Hi All! I need some quick help: I'm doing some research on Toxic Love Relationships and would love to do a 20 minute interview with anyone who has dealt with, or is dealing with, this issue. I promise I'm NOT selling anything! I just want to learn from your wisdom. Comment here if you are willing, and I will then DM you. Thank you!
reply

Great video, I was in a beautiful marriage before my now ex wife left me, i still love her and most times i cant stop thinking about her, i am doing my very best to get rid of the thought of her, but i just cant, i love her so much, i don't know why i am bring this here for, i cant stop thinking about her.
reply

There is also the 'Trojan Horse' type, where you get into a relationship with someone, and they wait a little while then dump all their problems on you, that you didn't know about before you involved with this person; 'I'm in debt, I'm depressed. sorry I forgot to mention it to you before'.
reply

my boyfriend although i love him is becoming very controlling and when i bring it up he just says well thats just how i am, im not changing it. weve been together for 6 months which isn't long but im worried of the situation im getting into and i don't know how to change it
reply

Okay but how do you differentiate communicating from being blamed for everything? Like i get apologizing for things your partner says you did that hurt them but what about if you're always the one apologizing?
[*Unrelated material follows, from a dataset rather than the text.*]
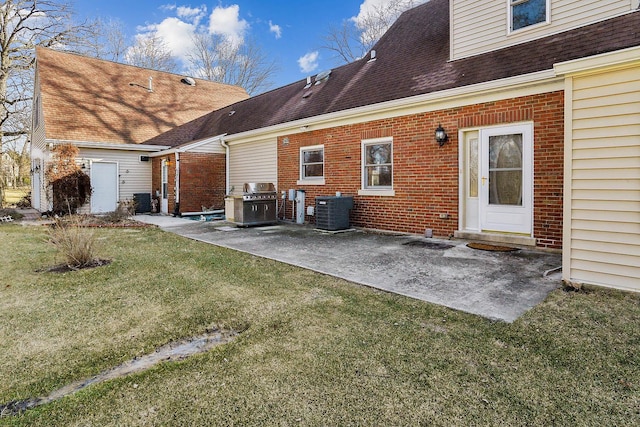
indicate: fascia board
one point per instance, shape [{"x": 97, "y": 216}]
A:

When or how can you know your parter is just lacking accountability?
reply

I think more subtle examples should've been used. Everyone understands a direct attack, but the passive-aggressive, gaslighting ones are the ones that make you question your own perception.
If they constantly make you feel bad, it's not love or friendship. Get out!

reply

My relationship with my boyfriend as some toxicity and some nontoxicity. Some of these signs are there, but not all of them. Even if relationships can be almost impossible to deal with, I still try to think positively and build the strength to go on with them.